Nancy Langston, environmental historian
I am an environmental historian who currently studies the mobilization of toxics in northern watersheds: see Sustaining Lake Superior.
This project focuses on three key industries in the Lake Superior basin: mining, paper & pulp production, and fisheries.
I am currently recruiting students to work on the mining and water quality components of the project. This research seeks to understand the use of contested science in regulating toxic contamination from envirotechnical systems—specifically, iron mines in the Lake Superior basin. As chemicals from mines moved into watersheds, some bioaccumulated in fish, eventually making their way into people who ate that fish. They crossed spatial scales to contaminate sites, wildlife, and people far from initial sources of production. Some toxics also crossed temporal scales, for their legacies persisted long after they had been banned. How did these complicated and often uncertain spatial relationships between sites of production, sites of consumption, and sites of exposure influence the understanding and regulation of toxicity?
Mining projects were core components of envirotechnical developments across the north in which engineers mobilized state power (and state power mobilized engineers) to create a high-modernist vision of legibility and order. The expansion into taconite mining received significant state support, required enormous sums of capital, and transformed freshwater ecosystems and the communities that depended upon them. An envirotech approach to chemical pollutants from mining involves reconsidering bodies, technologies, and environments, not as separate isolated objects, but as hybrid networks whose interconnections are often hidden or supressed. A core goal of this project is to examine the spatial and historic processes that have made these connections invisible.
MOBILITY: Using methods from spatial history, the project asks: How did the mobility of contaminants affect emerging scientific understanding and regulation? Seeing the spatial arrangements of historic actions can illuminate the ways the past is viewed and interpreted.
POLICY LEARNING: Additionally, the project asks whether various policy actors learn from the past and incorporate these understandings of the past into future regulatory projects. Specifically, the project hypothesizes that a key stage for regulators who are trying to use scientific knowledge to balance risks with benefits is when new scientific information emerges that questions the safety of existing projects. Whose knowledge counts, and whose knowledge is suppressed or forgotten, in policy learning and broader regulatory debates?

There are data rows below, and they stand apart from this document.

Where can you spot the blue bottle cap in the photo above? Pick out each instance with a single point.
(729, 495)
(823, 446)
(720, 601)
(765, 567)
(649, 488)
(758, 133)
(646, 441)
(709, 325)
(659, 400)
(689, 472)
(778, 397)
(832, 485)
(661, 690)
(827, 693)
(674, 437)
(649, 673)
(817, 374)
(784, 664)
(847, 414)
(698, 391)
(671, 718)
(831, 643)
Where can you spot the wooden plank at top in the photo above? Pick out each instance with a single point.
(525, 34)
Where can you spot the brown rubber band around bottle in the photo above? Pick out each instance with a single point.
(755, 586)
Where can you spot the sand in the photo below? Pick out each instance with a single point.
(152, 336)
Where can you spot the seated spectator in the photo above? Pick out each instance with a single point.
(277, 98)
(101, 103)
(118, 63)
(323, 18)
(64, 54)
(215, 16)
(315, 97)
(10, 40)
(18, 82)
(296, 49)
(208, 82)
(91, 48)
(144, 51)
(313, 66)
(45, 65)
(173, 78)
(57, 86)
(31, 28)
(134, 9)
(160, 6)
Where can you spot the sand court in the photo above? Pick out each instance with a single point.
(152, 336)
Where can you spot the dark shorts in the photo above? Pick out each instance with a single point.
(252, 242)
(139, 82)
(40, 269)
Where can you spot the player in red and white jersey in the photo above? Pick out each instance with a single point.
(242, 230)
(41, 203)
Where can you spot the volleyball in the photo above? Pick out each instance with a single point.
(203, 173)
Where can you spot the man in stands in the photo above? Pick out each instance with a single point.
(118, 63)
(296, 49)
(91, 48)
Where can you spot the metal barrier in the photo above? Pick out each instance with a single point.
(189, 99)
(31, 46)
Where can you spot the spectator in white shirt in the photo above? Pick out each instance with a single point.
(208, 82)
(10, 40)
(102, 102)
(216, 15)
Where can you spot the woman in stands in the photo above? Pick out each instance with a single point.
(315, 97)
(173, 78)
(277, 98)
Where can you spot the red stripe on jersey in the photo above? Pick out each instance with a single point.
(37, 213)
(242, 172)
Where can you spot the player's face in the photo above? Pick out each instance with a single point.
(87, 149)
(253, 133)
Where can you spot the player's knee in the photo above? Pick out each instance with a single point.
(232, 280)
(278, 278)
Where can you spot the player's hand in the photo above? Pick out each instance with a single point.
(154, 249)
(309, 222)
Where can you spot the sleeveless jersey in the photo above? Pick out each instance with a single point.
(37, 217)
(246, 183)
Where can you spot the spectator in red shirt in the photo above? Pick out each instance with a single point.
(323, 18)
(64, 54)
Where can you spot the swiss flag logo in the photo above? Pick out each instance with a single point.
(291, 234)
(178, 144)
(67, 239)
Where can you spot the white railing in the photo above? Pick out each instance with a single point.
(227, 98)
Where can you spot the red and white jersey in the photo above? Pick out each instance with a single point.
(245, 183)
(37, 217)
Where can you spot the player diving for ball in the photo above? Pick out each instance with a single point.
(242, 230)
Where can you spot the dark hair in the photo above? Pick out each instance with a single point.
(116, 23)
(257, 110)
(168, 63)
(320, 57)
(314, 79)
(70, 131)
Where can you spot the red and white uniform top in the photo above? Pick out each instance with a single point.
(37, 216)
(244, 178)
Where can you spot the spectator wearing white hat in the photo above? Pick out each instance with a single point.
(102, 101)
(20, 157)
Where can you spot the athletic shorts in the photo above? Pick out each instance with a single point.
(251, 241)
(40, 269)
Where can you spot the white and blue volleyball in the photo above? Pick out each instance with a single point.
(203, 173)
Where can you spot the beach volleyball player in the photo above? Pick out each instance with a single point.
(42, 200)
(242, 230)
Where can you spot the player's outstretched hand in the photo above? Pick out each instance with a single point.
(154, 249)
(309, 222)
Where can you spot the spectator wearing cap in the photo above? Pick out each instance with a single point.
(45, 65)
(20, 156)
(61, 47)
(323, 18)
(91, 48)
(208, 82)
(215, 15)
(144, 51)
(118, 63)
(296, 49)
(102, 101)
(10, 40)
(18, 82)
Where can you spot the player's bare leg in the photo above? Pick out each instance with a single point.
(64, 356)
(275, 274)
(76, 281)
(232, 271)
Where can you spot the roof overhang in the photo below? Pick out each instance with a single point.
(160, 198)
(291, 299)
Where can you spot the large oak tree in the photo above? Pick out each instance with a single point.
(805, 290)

As the largest lake in the world (by surface area), the quality of Lake Superior’s water has significance for the entire world, particularly given the stresses that climate change is likely to place on freshwater resources. The project is located within the Lake Superior basin, but it is expected to generate results that will provide insights for other scientific and regulatory contexts, particularly those that concern toxic contamination and its mobilization. The findings will provide insights for other scientific and regulatory contexts, particularly those that concern toxic contamination and its mobilization.
Beginning July 2013, I am a professor at Michigan Technological University, part of the new Great Lakes Research Center and the Department of Social Sciences. During 2012-2013, I was the King Carl XVI Gustaf Professor of Environmental Science, in residence in the Department of Historical, Philosophical and Religious studies at Umeå University. Before that, I was a professor at the University of Wisconsin-Madison for 17 years, with appointments in the Nelson Institute for Environmental Studies and the Department of Forest and Wildlife Ecology.
My most recent book, Toxic Bodies: Hormone Disruptors and the Legacy of DES, was published by Yale University Press in 2010. Toxic Bodies examines the history of synthetic chemicals that disrupt hormones and the struggle for a precautionary principle to protect human and environmental health.